Bombing Iran might well be dangerous, but more so to the Iranians than to the U.S. or Israeli military. Of course, there’s also the world economy which tends to freak out over any such discussion, pricing any and all thoughts of bad news into the market.
And Paul is a Navy fanman, it would appear.
“I think a submarine is a very worthwhile weapon,” Paul said. “I believe we can defend ourselves with submarines and [station] all our troops back at home. This whole idea that we have to be in 130 countries and 900 bases – now they’ve just invented a weapon that can hit any spot in the world in one hour. I mean, what’s this idea? This is old-fashioned idea that you have to keep troops on 900 bases around the world. Makes no sense at all. Besides, we’re bankrupt. We can’t afford it any longer.”

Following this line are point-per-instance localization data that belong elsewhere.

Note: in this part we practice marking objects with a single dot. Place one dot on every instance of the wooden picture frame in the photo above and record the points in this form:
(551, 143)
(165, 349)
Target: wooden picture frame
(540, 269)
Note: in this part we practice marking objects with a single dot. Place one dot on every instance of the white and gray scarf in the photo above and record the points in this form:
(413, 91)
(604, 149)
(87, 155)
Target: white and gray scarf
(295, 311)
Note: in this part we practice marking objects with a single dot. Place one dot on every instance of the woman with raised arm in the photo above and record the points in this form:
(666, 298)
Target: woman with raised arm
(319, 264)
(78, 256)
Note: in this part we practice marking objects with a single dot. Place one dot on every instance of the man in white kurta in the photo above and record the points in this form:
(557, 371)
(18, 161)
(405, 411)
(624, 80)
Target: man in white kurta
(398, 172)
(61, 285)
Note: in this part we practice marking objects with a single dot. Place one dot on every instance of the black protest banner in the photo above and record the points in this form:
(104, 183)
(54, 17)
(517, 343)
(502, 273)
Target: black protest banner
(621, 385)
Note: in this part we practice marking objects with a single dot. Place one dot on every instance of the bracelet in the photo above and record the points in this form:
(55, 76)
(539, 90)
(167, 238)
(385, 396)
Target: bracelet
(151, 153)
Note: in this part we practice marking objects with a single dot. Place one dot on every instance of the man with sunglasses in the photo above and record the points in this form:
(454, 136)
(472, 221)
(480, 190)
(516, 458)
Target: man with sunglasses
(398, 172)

That whole submarine discussion is sadly reminiscent of Jimmy Carter’s pre (and especially post) election befuddlement on the state of the world. For those who have forgotten, we must remember lest we repeat the clueless leadership of America’s worst living ex-president:
During his 1976 campaign, Carter had claimed that he could trim the existing military budget by five to seven billion dollars and still maintain “a tough, muscular, well-organized and effective fighting force.” He promised to fulfill this pledge by cutting “exotic” weapons systems like the B-1 bomber, streamlining the military bureaucracy, and reducing the American presence overseas. The President would use the resources saved from the military budget to combat unemployment, invigorate the economy, lower dependence on foreign oil, and hold down inflation.
Ah the days of the misery index, polyester, and Jimmy Carter. And the rise of Islamofascism in Iran.
Today, it’s true we may be spending too much and may be overextended on defense, but Paul’s simple-minded solutions like submarine-only based deterrence and ‘bringing all the troops home’ isn’t going to make our nation safer. Would even Carter’s intellectual heir, President Obama even suggest such a thing?
Never dismiss the power of experience, political and other.